Concatenate/Format Strings in XAML

February 12, 2010 1 comment

Often, you will need to put dynamically concatenated strings on the screen. By this, I mean strings that are built at runtime by concatenating several static and non-static substrings. Something you would do in code as follows:

string formattedString = FirstName + " " + LastName;
// This is better performance-wise since a StringBuilder will be used internally, which means less objects will be created.
string betterFormattedString = string.Format("{0} {1}", FirstName, LastName);

To do this in XAML, you can take the naive approach below.


<StackPanel Orientation="Horizontal"/>
 <TextBlock Text="{Binding Name}"/>
 <TextBlock Text=" "/>
 <TextBlock Text="{Binding LastName}"/>
</StackPanel>

In this example, four UI elements are created: one StackPanel and three TextBlocks. This will have a performance impact since all these elements will need to go through a measurement and layout pass. In case this structure is used once or just a few times, you won’t notice this.
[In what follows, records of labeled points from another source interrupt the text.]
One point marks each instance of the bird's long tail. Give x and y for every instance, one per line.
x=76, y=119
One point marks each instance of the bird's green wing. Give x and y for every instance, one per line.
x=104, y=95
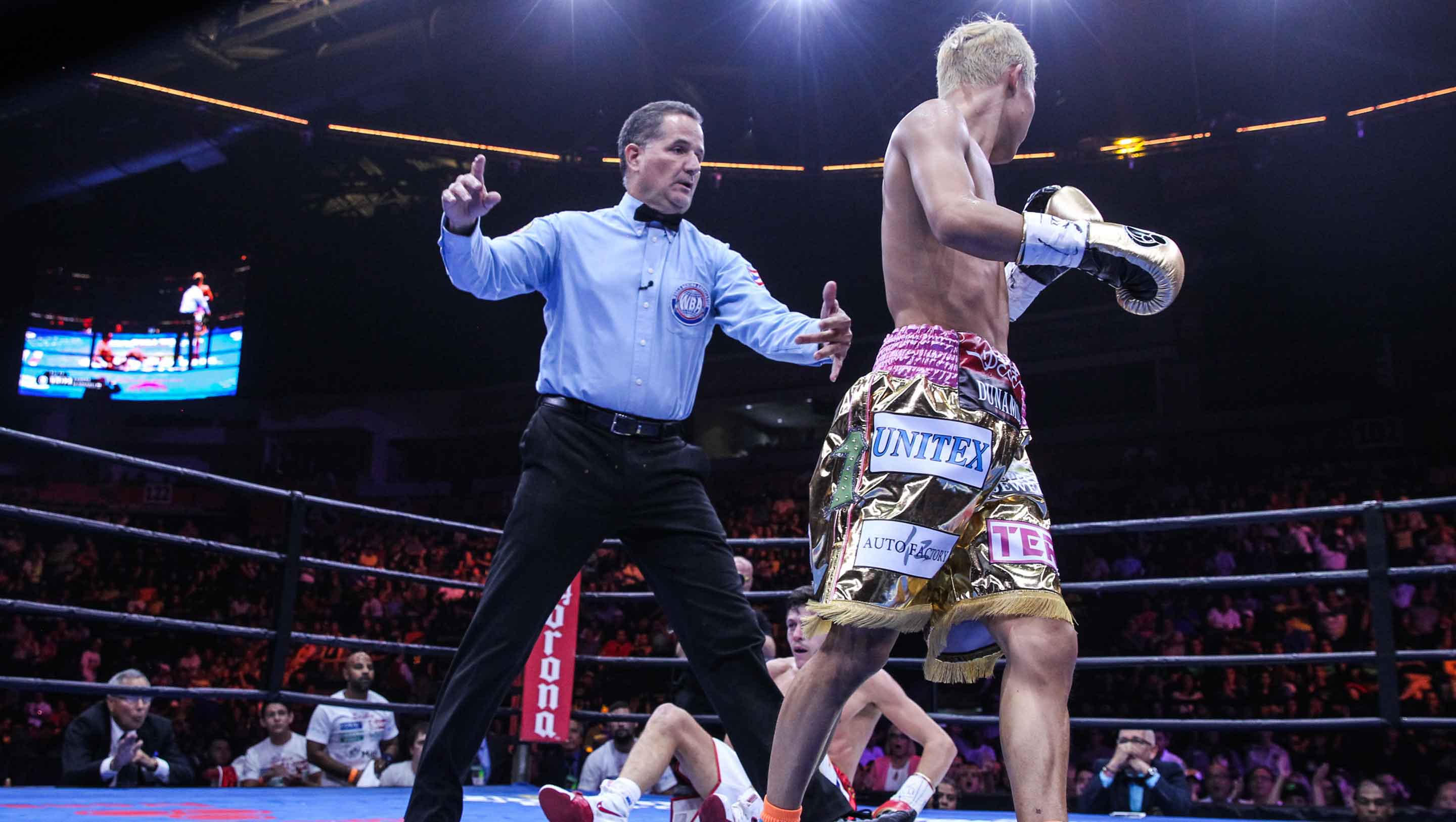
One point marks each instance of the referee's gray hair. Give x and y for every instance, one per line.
x=646, y=125
x=128, y=674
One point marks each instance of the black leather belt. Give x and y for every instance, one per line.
x=615, y=423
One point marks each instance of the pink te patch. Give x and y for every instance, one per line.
x=1018, y=543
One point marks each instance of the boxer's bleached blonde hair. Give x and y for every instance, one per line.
x=979, y=52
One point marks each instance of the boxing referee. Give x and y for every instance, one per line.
x=632, y=297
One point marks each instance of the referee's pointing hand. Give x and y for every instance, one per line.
x=835, y=332
x=468, y=200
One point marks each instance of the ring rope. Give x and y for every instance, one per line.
x=101, y=689
x=1086, y=662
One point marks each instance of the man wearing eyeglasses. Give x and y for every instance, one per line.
x=1136, y=779
x=120, y=744
x=1374, y=802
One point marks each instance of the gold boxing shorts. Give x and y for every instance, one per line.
x=925, y=511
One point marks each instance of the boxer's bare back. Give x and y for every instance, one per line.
x=932, y=156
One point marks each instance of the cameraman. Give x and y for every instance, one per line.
x=1136, y=779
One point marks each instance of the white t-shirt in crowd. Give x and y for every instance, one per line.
x=351, y=735
x=292, y=754
x=896, y=778
x=194, y=302
x=1222, y=620
x=399, y=774
x=606, y=764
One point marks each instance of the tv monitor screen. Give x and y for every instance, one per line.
x=136, y=335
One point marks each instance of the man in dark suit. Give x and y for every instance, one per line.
x=118, y=744
x=1136, y=779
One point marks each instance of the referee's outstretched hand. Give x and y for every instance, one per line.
x=468, y=200
x=835, y=332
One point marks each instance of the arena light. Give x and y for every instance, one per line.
x=1402, y=101
x=755, y=166
x=443, y=142
x=1133, y=145
x=199, y=98
x=714, y=165
x=1282, y=124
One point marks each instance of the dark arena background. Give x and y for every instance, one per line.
x=335, y=481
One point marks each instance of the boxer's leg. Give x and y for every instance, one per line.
x=677, y=540
x=813, y=703
x=1040, y=657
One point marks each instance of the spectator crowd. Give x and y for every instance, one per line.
x=216, y=740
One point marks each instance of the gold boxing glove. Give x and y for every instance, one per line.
x=1065, y=231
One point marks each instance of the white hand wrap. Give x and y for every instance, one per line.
x=1052, y=241
x=915, y=792
x=1021, y=290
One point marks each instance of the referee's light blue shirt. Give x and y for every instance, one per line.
x=629, y=306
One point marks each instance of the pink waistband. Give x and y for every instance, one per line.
x=940, y=355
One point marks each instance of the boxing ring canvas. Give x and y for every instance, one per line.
x=504, y=804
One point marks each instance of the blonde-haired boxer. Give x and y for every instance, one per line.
x=714, y=770
x=925, y=511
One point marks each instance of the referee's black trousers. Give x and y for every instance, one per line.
x=581, y=485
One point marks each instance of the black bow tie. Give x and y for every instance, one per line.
x=649, y=214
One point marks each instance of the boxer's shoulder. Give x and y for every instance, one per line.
x=934, y=118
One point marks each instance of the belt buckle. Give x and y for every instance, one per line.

However, if it is used in a datatemplate for use inside a list with many elements, you will notice a performance hit.

A better way to concatenate strings in XAML is shown below.


<TextBlock>
  <TextBlock.Text>
    <MultiBinding StringFormat="{}{0} {1}">
      <Binding Path="Name"/>
      <Binding Path="LastName"/>
    </MultiBinding>
  </TextBlock.Text>
</TextBlock>

In this case, we only create one UI element instead of four! Not only is this better performance-wise, it is also much more readable.